Sin embargo, aquí conviene hacer una importante distinción. Como
quiera que los accidentes del pan que “contienen” la sustancia del Cuerpo
de Cristo están localizados, determinan la presencia sacramental de Cristo
dentro de los límites espaciales que ellos ocupan. Por esto decimos que el
Cuerpo de Cristo está “en el tabernáculo”, o “en la custodia”, o “en la
patena”. El está sustancialmente donde estuvo el pan. Repitamos una vez
más que la presencia sacramental de Cristo no es menos real que su
presencia natural. Está tan verdaderamente presente en el Santísimo
Sacramento como lo está en los cielos; pero el modo de su presencia es
completamente distinto, hecho este último que con frecuencia se olvida
por escritores piadosos que tratan la presencia sacramental como si fuese
una presencia local un poco disfrazada. De hecho, es un tipo de presencia
completamente distinto, único y sin paralelo en el orden natural.

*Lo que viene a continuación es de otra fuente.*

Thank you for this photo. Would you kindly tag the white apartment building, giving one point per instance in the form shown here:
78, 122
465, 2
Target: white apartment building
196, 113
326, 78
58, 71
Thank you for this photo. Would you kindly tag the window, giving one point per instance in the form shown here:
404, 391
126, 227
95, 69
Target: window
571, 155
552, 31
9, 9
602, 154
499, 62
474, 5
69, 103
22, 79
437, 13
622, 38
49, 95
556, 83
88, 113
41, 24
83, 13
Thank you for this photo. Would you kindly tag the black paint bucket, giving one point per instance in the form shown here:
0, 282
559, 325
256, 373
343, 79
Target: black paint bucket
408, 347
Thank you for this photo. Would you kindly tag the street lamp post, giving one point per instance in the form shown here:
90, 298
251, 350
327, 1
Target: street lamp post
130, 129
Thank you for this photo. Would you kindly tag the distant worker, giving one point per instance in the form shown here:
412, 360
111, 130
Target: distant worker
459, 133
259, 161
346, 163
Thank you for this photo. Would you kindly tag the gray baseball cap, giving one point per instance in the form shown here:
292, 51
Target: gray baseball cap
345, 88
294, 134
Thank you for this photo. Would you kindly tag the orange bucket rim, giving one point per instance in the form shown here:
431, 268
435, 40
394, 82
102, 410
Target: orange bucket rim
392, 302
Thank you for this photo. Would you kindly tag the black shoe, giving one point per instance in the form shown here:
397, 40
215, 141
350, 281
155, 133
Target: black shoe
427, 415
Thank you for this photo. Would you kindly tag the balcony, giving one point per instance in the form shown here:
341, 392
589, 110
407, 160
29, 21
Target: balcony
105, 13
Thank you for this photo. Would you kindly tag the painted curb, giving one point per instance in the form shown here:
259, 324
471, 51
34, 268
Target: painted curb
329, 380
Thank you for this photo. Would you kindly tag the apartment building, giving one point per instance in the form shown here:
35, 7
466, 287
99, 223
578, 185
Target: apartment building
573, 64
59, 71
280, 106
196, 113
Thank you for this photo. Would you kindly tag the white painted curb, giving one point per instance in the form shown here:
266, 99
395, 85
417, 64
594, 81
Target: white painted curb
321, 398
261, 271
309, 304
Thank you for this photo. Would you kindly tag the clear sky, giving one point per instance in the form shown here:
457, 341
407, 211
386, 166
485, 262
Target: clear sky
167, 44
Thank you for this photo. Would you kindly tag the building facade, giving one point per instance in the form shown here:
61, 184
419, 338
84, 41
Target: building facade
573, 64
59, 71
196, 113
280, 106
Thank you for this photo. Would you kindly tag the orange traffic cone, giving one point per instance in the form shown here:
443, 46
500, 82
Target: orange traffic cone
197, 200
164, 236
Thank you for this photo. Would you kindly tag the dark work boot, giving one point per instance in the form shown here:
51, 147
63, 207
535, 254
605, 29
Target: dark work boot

En la metafísica aristotélica, una sustancia material entra sólo en
contacto con la realidad externa a través de los accidentes que la com-
pletan. Ahora bien, los accidentes propios del Cuerpo de Cristo están
ocultos, como si dijéramos, dentro de su sustancia. Por consiguiente, Él no
está en contacto directo con ninguna realidad material o espacial, ni puede
realizar ninguna acción corporal o soportar ningún sufrimiento que
implique ese tipo de contacto. Cuando, al Pax Domini, la Hostia es
dividida, el Cuerpo de Cristo no se divide, y, por supuesto, no sufre ningún
dolor. Si la Hostia se corrompe en el tabernáculo, el Cuerpo de Cristo no se
corrompe. Cuando los accidentes de pan y vino se disuelven dentro del
comulgante, el Cuerpo de Cristo no se disuelve. Pero cuando se le recibe
en la Comunión, su recepción es literalmente verdad, ya que en la
comunión se da la sustancia de su Cuerpo y su Sangre.

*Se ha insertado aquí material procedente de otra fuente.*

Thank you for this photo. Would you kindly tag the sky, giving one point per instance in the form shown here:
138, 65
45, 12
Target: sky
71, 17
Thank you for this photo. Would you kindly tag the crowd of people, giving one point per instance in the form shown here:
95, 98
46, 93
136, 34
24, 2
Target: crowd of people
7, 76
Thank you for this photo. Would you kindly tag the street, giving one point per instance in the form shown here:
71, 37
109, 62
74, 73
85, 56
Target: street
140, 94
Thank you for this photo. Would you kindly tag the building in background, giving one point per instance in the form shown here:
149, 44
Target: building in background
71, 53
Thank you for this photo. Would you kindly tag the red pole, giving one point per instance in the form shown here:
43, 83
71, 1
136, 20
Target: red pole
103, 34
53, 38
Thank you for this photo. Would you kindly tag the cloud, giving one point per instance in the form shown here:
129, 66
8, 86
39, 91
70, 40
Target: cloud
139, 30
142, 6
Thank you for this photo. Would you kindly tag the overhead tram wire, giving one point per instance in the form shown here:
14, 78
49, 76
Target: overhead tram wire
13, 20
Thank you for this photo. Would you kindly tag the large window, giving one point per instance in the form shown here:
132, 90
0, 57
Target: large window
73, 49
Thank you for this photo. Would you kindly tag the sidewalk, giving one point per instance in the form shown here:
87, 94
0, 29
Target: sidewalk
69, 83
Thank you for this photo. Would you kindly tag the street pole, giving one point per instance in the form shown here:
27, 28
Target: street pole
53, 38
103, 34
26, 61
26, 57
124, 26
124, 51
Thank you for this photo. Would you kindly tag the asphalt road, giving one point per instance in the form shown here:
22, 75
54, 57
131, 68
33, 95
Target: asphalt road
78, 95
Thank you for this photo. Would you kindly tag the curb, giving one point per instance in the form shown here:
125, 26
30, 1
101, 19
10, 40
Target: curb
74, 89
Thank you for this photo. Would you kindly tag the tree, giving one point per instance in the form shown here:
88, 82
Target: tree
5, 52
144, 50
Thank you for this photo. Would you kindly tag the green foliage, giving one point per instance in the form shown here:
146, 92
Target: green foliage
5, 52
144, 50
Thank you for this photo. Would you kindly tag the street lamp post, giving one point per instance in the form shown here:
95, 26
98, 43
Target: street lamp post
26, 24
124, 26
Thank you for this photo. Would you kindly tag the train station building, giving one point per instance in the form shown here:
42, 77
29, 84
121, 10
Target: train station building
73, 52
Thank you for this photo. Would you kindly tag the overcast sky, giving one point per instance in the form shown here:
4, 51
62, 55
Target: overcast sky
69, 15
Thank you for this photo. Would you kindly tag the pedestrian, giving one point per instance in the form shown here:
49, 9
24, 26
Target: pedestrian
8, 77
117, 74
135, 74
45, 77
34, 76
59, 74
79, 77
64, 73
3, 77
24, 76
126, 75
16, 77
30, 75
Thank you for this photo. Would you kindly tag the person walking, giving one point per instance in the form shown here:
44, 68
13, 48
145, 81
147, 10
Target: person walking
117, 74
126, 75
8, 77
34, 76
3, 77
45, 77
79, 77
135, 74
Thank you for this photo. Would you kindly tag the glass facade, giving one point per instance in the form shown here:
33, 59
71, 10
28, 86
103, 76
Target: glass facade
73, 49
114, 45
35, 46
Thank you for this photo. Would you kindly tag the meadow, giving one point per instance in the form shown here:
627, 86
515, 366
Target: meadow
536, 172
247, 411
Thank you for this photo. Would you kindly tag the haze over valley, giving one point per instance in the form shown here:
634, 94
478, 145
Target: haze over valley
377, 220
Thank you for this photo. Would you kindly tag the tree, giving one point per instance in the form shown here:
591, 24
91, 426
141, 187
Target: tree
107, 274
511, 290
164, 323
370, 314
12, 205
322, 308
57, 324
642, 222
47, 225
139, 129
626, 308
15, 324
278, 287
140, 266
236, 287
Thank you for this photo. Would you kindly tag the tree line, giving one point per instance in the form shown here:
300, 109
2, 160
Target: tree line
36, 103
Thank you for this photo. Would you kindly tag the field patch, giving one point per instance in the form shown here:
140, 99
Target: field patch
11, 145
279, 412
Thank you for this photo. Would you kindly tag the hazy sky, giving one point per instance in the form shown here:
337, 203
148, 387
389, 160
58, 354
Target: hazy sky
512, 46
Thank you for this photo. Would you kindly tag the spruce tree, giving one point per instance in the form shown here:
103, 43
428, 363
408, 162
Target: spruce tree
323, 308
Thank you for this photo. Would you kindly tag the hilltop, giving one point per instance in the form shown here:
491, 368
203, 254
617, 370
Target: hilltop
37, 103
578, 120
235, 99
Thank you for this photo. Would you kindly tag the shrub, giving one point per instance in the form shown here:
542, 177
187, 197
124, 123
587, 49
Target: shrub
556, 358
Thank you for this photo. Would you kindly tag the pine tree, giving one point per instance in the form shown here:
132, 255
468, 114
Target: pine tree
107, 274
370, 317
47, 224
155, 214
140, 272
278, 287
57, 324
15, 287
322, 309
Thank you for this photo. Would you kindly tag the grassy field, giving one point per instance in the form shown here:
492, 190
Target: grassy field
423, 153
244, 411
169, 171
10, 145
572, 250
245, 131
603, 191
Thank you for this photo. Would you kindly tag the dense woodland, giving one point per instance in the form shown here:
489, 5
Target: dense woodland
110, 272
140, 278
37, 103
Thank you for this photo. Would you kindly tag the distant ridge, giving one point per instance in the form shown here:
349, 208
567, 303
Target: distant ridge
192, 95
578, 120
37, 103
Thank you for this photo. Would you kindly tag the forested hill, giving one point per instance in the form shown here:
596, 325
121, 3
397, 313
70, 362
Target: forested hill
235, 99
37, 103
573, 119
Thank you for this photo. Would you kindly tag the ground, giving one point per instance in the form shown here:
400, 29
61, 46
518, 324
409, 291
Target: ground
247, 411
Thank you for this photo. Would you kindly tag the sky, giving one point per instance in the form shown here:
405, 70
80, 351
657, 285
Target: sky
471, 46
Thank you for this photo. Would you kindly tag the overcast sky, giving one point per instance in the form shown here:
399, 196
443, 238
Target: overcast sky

Al propio tiempo, debemos recordar que la devoción cristiana nunca
separa en la práctica los accidentes del pan de la sustancia de Cristo bajo
las especies sacramentales. El Sacramento es una unidad integral, y es
asimismo una cosa sensible. La adoración que se ofrece a la Santa
Eucaristía se ofrece a Jesucristo, realmente presente en el Sacramento, y el
hecho de que su Cuerpo no sufra cuando los accidentes del pan se parten
no es una razón para tratar las especies sacramentales con descuido o
indiferencia. Deben ser respetados por amor de Aquel a quien contienen y
54
a quien, en ellas, adoramos. Si todas las criaturas de Dios son buenas y
santas por haber sentido el tacto de su mano creadora, ¿cuánto más santos
serán estos humildes elementos materiales que el poder divino elevó a la
sublime función de desempeñar una parte instrumental en su obra de
santificación?
Y, sobre todo, ¿cuánta reverencia’ debemos sentir por estas sencillas,
humildes especies que Él se dignó tomar como su vestidura sagrada al
venir a nosotros como el alimento de nuestra alma?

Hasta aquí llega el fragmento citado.